Road, Ahmedabad - 380054 each in the Indian Express,
English daily and Divya Bhaskar, Financial Express, Gujarati
daily (both Ahmedabad editions).
d. Shri Tirthraj A. Pandya [Contact Details: +91-9925130020]
and failing him Shri Priyank S. Dave [Contact Details: +
9199790 06363] shall be the Chairman of the aforesaid
meetings to be held on 25 th July 2024 and in respect of any
adjournment or adjournments thereof.
e. That the Chairman appointed for the aforesaid meetings do
issue advertisements and send out notices of the said
meetings referred to above. It is further directed, that the
Chairman of the meetings shall have all powers under the
Articles of Association of the Applicant Company and under
the Companies (Court) Rules, 1959 in relation to conduct of
meetings, including an adjournment of the meetings, and/or
an amendment to the Scheme or resolution, if any, proposed
at the meetings by any person(s) and to ascertain the decision
of the meetings on a poll.
f. That the quorum for the said meetings shall be ______ (____)
for the meeting of the Equity Shareholders, 2 (two) for the
meeting of the Secured creditors, 2 (two) for the meeting of the
Unsecured creditors and ______ (____) for the meeting of the
Workmen present in person or through authorized
representative or through proxy. In the absence of the
requisite coram the Equity Shareholders, Secured Creditors,
Unsecured Creditor and Workmen the meeting shall be
adjourned for 30 (thirty) minutes and in the adjourned
meeting the Equity Shareholders, Secured Creditors,
Unsecured Creditor and Workmen present for the respective
meetings shall constitute a valid coram.
g. That voting by proxy is permitted provided that the proxy in
the prescribed form and duly signed by the person entitled to
attend and vote at the aforesaid meetings, or by his authorized
representative, is filed with the Official Liquidator attached to
this Court, not later than 48 hours before the said meeting.
h.
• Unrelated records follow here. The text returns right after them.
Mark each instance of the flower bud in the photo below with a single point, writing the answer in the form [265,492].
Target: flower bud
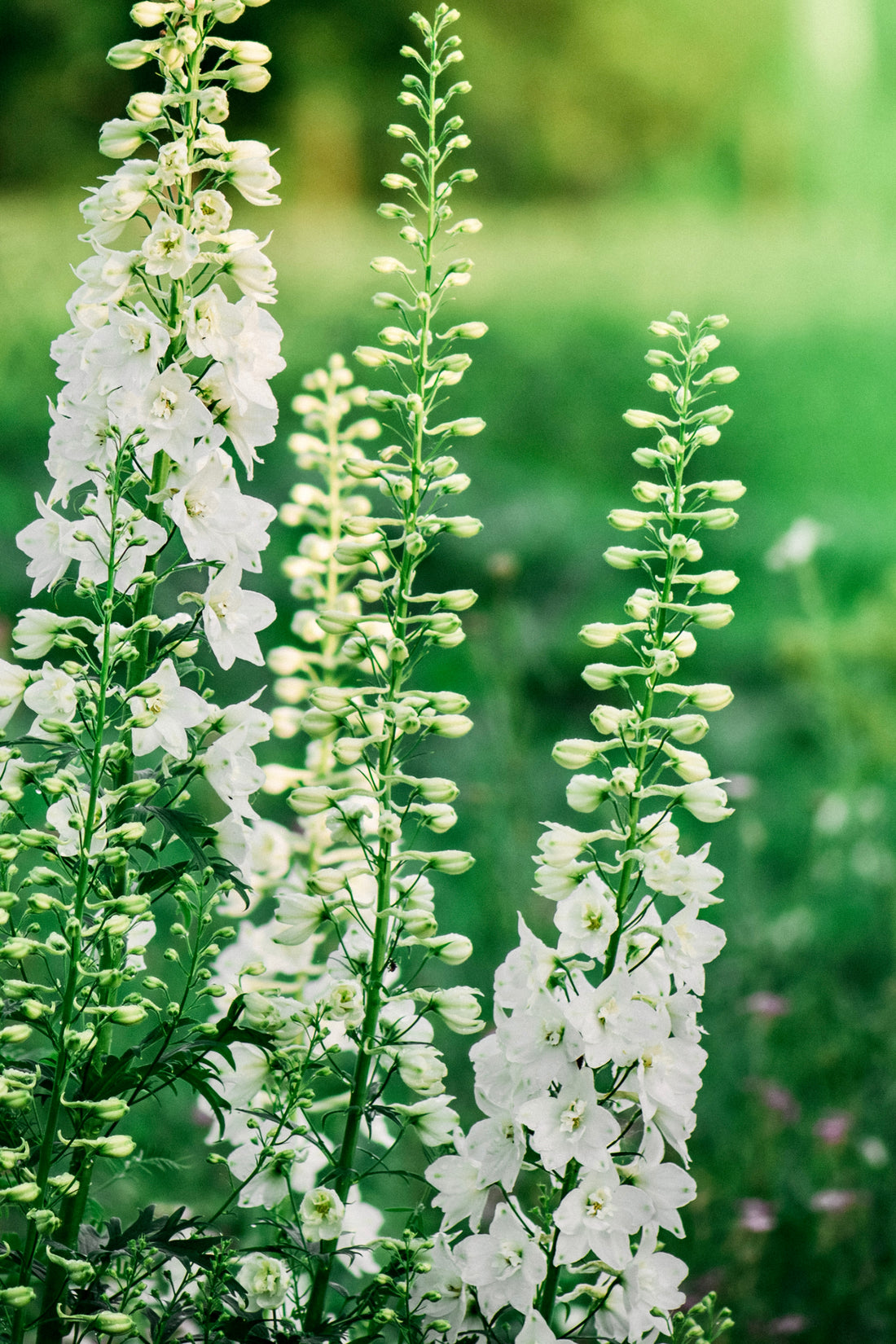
[450,948]
[459,1008]
[145,107]
[575,753]
[148,14]
[626,519]
[450,725]
[433,1118]
[310,802]
[712,616]
[250,53]
[118,138]
[18,1296]
[645,419]
[248,78]
[585,792]
[625,558]
[705,802]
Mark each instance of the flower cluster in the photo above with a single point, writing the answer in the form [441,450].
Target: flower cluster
[590,1078]
[335,979]
[167,362]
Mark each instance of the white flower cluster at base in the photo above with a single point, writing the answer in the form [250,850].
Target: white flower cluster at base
[589,1083]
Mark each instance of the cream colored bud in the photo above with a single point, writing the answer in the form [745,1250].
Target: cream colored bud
[120,138]
[145,107]
[719,519]
[586,792]
[575,753]
[661,384]
[148,14]
[625,558]
[712,616]
[689,765]
[450,948]
[451,725]
[130,55]
[626,519]
[248,78]
[716,581]
[250,53]
[310,802]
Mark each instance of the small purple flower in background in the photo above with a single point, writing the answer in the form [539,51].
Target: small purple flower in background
[757,1215]
[792,1324]
[833,1201]
[765,1004]
[778,1098]
[833,1128]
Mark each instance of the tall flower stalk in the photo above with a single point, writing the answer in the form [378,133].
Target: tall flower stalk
[318,1112]
[593,1071]
[160,368]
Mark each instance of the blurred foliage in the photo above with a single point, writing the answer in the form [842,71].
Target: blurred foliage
[740,153]
[755,99]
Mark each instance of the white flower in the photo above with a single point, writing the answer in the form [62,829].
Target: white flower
[134,541]
[587,918]
[215,519]
[248,425]
[169,249]
[689,942]
[231,616]
[47,542]
[12,687]
[51,695]
[668,1187]
[266,1281]
[461,1188]
[250,171]
[612,1023]
[683,875]
[600,1217]
[168,411]
[571,1125]
[250,270]
[233,771]
[211,213]
[172,709]
[505,1265]
[321,1214]
[126,351]
[499,1147]
[433,1118]
[421,1069]
[651,1288]
[68,816]
[797,546]
[446,1278]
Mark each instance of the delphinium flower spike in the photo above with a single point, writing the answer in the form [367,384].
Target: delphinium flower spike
[165,367]
[352,1065]
[590,1078]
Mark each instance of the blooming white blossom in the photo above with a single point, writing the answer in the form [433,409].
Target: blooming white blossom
[171,709]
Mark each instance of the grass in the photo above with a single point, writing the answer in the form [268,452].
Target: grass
[567,295]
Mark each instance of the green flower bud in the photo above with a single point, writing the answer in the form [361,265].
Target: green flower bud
[130,55]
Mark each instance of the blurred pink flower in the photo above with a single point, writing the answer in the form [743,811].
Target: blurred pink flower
[793,1324]
[778,1098]
[765,1004]
[757,1215]
[833,1201]
[833,1128]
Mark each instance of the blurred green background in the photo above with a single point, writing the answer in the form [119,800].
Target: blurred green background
[633,157]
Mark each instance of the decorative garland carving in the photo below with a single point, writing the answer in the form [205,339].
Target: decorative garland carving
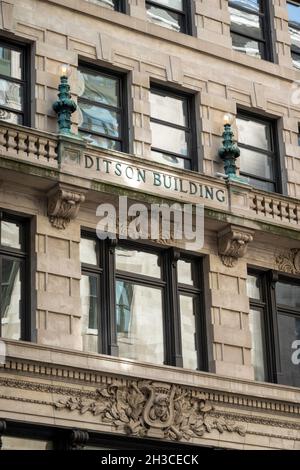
[288,261]
[233,243]
[153,409]
[63,205]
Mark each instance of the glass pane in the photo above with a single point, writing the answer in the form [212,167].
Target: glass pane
[289,344]
[138,262]
[23,443]
[169,139]
[253,287]
[246,24]
[294,13]
[288,294]
[97,119]
[139,330]
[98,88]
[161,157]
[88,251]
[184,272]
[11,94]
[253,133]
[187,317]
[169,109]
[257,164]
[89,312]
[10,63]
[257,352]
[99,141]
[10,234]
[165,18]
[253,5]
[247,46]
[11,299]
[176,4]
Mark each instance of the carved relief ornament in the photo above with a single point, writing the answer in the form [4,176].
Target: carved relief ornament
[233,243]
[63,205]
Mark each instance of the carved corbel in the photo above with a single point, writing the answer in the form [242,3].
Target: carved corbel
[63,205]
[233,243]
[288,261]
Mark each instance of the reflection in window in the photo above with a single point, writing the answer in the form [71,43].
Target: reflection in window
[100,109]
[248,30]
[258,159]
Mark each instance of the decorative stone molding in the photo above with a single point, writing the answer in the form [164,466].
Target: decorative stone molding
[63,205]
[288,261]
[152,409]
[233,243]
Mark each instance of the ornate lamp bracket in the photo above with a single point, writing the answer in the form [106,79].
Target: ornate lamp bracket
[233,243]
[63,205]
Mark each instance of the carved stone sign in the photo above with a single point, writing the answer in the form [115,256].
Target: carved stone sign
[152,409]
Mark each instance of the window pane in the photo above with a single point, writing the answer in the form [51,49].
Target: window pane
[257,352]
[138,262]
[169,139]
[289,343]
[246,24]
[253,287]
[24,443]
[10,63]
[189,353]
[11,299]
[10,234]
[165,18]
[246,45]
[257,164]
[97,119]
[169,109]
[98,88]
[11,95]
[161,157]
[184,272]
[139,330]
[288,294]
[88,251]
[253,133]
[89,312]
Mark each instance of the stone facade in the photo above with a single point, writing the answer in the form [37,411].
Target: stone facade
[50,380]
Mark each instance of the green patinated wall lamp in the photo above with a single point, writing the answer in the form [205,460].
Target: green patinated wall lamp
[64,106]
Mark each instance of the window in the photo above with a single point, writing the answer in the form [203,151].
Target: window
[143,303]
[172,14]
[249,27]
[275,327]
[117,5]
[13,84]
[172,133]
[258,161]
[294,27]
[101,109]
[13,265]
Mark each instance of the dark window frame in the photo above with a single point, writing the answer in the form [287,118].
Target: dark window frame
[121,109]
[185,14]
[271,309]
[22,254]
[170,296]
[267,53]
[274,144]
[190,129]
[26,81]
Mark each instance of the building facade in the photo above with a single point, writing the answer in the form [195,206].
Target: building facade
[112,343]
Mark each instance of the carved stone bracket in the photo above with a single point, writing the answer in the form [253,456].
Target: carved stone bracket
[63,205]
[288,261]
[233,243]
[152,409]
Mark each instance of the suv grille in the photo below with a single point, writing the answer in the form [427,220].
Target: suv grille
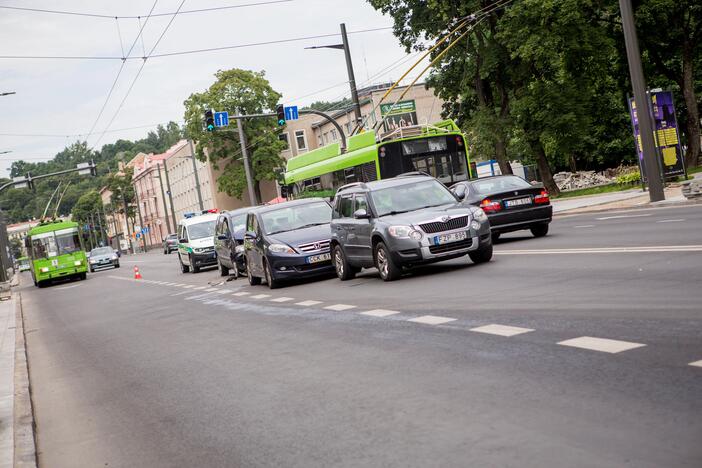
[443,248]
[314,246]
[438,226]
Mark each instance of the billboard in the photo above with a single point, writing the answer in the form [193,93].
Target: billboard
[402,114]
[665,136]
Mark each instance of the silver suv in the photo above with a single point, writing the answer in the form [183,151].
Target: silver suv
[397,223]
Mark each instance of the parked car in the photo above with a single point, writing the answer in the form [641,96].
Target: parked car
[510,202]
[103,257]
[229,242]
[170,244]
[195,242]
[408,220]
[287,241]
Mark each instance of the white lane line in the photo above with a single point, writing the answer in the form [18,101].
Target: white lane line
[380,313]
[601,344]
[623,216]
[308,303]
[502,330]
[283,299]
[605,250]
[340,307]
[431,319]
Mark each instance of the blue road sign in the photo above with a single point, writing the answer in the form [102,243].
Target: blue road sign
[221,119]
[291,113]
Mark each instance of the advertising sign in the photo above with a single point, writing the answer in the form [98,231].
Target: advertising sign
[402,114]
[665,135]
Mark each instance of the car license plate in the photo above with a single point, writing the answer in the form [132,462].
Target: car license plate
[453,237]
[319,258]
[518,202]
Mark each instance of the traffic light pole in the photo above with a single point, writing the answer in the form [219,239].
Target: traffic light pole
[643,103]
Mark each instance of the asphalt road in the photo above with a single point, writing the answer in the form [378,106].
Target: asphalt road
[193,370]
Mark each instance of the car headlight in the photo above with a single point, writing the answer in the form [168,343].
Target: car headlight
[280,248]
[479,215]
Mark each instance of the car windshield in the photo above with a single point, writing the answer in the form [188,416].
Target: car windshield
[498,184]
[410,197]
[296,217]
[201,230]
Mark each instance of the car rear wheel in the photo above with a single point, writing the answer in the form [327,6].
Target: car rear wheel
[389,271]
[482,255]
[540,230]
[344,271]
[253,280]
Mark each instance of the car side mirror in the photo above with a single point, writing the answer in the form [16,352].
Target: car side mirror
[361,214]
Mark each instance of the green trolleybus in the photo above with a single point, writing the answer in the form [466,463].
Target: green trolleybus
[56,251]
[438,150]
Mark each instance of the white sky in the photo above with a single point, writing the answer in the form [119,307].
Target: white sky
[64,97]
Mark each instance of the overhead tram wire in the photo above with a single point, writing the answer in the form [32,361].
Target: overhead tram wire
[121,67]
[136,77]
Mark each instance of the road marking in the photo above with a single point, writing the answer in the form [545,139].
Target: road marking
[431,319]
[340,307]
[283,299]
[502,330]
[623,216]
[601,344]
[308,303]
[380,313]
[605,250]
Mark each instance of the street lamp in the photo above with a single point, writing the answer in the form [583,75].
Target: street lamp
[349,66]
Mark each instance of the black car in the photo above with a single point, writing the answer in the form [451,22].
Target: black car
[170,243]
[229,242]
[510,202]
[288,241]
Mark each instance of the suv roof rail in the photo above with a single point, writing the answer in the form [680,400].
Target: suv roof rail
[351,185]
[413,174]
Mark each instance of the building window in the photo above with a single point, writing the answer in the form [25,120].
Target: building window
[301,140]
[284,137]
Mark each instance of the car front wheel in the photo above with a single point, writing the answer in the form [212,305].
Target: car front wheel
[389,270]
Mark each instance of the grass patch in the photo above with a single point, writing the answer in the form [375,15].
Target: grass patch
[596,190]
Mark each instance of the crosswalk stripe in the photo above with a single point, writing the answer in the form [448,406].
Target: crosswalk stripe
[380,313]
[601,344]
[340,307]
[431,319]
[501,330]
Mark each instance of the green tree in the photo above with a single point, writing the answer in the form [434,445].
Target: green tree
[249,93]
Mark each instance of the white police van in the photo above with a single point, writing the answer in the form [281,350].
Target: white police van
[196,241]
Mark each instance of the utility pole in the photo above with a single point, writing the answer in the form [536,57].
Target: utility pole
[245,156]
[170,197]
[163,197]
[352,78]
[197,178]
[643,104]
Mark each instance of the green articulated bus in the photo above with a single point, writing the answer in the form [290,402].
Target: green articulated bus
[439,150]
[56,251]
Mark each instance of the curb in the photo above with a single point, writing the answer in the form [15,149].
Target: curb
[25,446]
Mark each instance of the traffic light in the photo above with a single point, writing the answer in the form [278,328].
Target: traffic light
[280,112]
[209,120]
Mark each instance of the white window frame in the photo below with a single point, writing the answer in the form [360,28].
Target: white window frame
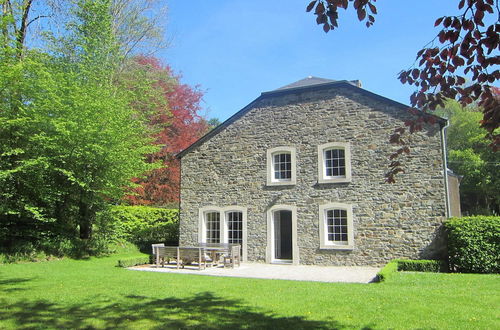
[224,234]
[322,178]
[323,231]
[271,181]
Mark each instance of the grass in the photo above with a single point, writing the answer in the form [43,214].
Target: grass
[94,293]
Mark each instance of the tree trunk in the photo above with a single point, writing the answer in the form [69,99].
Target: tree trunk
[86,220]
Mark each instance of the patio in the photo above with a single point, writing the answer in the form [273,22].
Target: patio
[277,272]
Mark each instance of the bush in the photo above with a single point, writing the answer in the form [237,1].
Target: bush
[388,270]
[474,244]
[434,266]
[141,225]
[402,265]
[130,262]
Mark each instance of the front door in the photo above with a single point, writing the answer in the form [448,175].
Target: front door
[283,235]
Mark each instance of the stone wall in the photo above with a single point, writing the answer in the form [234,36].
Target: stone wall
[399,220]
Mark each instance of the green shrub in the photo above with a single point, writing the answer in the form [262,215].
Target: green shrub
[474,244]
[387,271]
[141,225]
[130,262]
[401,265]
[434,266]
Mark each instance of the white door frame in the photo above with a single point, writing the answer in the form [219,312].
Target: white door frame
[270,233]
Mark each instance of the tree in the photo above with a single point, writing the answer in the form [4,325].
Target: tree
[176,119]
[70,141]
[465,48]
[469,156]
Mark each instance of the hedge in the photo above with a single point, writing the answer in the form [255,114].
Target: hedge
[402,265]
[142,225]
[387,271]
[474,244]
[434,266]
[130,262]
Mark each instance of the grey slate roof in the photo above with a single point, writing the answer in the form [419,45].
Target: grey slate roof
[311,80]
[309,83]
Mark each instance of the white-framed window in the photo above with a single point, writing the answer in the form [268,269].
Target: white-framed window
[336,226]
[281,166]
[223,225]
[234,220]
[212,227]
[334,162]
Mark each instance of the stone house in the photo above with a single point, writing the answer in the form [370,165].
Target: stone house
[297,176]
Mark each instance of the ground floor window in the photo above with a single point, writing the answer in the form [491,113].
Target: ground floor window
[212,220]
[235,227]
[223,225]
[336,226]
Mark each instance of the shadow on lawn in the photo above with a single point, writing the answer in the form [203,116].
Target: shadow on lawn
[7,285]
[203,310]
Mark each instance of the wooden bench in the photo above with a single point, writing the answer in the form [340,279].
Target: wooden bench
[188,255]
[233,257]
[166,253]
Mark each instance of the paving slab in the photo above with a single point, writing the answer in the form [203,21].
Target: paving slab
[277,272]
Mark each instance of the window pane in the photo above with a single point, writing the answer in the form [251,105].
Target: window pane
[334,160]
[282,164]
[213,227]
[336,225]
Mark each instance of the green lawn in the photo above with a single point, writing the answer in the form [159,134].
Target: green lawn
[95,294]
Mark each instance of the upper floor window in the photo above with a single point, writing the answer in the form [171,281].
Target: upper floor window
[334,162]
[336,226]
[281,166]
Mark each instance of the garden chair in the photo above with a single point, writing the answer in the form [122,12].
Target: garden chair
[153,248]
[167,254]
[233,256]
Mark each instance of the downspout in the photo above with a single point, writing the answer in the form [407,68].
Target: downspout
[445,168]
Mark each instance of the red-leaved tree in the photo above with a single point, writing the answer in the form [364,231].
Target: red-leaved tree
[460,63]
[176,117]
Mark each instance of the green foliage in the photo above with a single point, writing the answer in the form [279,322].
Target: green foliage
[434,266]
[474,244]
[470,156]
[143,225]
[69,139]
[95,294]
[388,271]
[403,265]
[130,262]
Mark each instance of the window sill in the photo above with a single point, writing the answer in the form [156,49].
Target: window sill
[337,247]
[281,183]
[334,180]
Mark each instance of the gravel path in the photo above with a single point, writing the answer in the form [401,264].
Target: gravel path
[281,272]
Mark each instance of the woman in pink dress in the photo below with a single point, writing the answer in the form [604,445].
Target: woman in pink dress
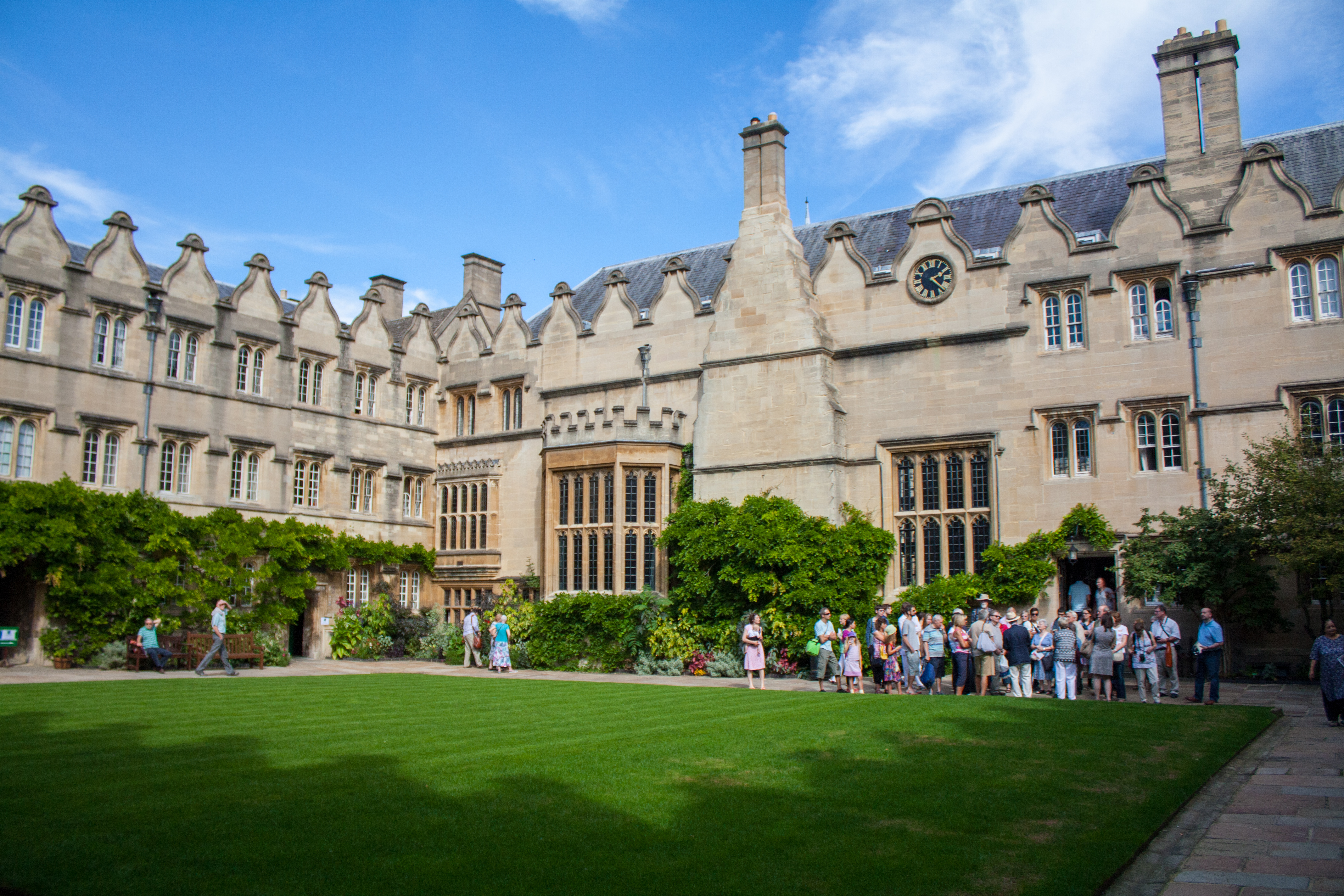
[754,651]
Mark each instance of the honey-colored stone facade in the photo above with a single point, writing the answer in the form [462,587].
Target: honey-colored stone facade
[828,381]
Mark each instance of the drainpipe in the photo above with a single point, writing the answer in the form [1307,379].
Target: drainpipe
[154,305]
[1190,291]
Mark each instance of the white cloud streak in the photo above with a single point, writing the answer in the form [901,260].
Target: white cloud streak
[1006,87]
[581,11]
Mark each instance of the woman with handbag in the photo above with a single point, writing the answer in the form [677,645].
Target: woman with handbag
[1101,665]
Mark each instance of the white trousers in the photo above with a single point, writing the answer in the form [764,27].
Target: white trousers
[1147,680]
[1066,680]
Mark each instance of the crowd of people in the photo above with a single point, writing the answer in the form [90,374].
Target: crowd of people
[1018,655]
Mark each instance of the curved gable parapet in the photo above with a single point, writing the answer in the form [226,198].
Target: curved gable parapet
[33,233]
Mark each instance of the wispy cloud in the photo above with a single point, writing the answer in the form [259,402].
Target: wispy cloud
[1005,87]
[81,197]
[581,11]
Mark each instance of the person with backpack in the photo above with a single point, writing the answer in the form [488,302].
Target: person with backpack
[987,645]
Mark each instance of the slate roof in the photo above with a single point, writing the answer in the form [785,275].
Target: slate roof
[1086,201]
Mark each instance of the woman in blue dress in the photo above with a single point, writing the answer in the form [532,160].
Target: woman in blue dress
[1328,659]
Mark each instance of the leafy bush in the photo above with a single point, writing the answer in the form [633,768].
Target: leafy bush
[111,656]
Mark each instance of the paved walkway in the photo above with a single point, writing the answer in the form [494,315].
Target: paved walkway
[1271,823]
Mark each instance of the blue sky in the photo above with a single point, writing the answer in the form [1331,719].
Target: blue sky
[558,136]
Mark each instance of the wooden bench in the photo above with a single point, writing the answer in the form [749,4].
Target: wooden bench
[240,647]
[172,643]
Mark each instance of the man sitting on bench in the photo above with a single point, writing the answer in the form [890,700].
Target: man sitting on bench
[148,641]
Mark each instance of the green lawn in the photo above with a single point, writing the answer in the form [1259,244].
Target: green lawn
[406,784]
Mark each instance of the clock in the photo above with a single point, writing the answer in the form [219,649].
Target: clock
[931,280]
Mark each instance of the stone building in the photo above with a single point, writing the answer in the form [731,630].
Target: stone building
[966,370]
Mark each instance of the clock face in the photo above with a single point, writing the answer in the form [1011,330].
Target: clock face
[932,280]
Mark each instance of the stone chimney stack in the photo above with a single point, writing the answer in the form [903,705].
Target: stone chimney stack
[1201,120]
[483,277]
[393,293]
[763,163]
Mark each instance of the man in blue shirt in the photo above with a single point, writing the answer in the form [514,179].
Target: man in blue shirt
[217,625]
[1209,658]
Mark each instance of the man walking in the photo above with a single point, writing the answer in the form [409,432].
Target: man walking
[827,665]
[217,625]
[1167,636]
[912,644]
[1209,658]
[1018,647]
[471,635]
[987,643]
[148,641]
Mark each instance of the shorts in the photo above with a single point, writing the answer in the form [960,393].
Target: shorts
[826,665]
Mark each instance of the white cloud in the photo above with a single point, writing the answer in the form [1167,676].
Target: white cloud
[1006,88]
[80,197]
[581,11]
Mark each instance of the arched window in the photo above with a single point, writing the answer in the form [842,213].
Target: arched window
[1074,315]
[14,323]
[1060,448]
[1171,442]
[23,459]
[929,483]
[244,363]
[1312,420]
[908,554]
[979,480]
[1145,436]
[979,542]
[956,546]
[167,465]
[651,561]
[253,475]
[906,484]
[183,468]
[933,550]
[1053,330]
[1300,289]
[91,469]
[1083,448]
[1139,311]
[119,343]
[956,483]
[6,445]
[111,448]
[632,561]
[174,355]
[38,312]
[236,477]
[1327,289]
[100,339]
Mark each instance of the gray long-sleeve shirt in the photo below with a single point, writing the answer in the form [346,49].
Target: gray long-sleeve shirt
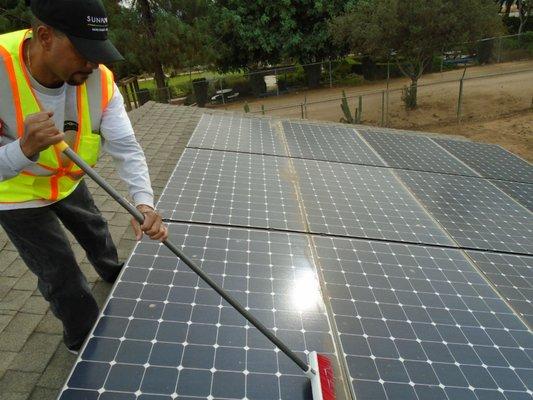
[118,141]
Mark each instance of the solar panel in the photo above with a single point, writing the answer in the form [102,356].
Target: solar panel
[363,201]
[414,152]
[329,143]
[232,189]
[513,278]
[521,192]
[489,160]
[165,333]
[420,323]
[228,132]
[474,212]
That the value of the vote of each Equity shareholder of the
Company shall be as per the entries in the Registers of the
company and that of the creditors and workmen as per the
entries in the books of accounts of the Company and where
the entries in the records or registers are disputed, the
Chairman of the meetings shall determine the value or
number for the purposes of the meetings and his decision in
that behalf would be final.
i. That the Chairman do report to this Court, the result of the
said meetings within 14 days of the conclusion of the meetings
and the said Report shall be verified by his affidavit.
j. The Official Liquidator attached to this Court shall render full
assistance in convening of the aforementioned meetings.
k. The Official Liquidator attached to this Court will be entitled to
attend the aforementioned meetings as an observer either on
their own or though his authorized representative.

9. The Application is hereby disposed off.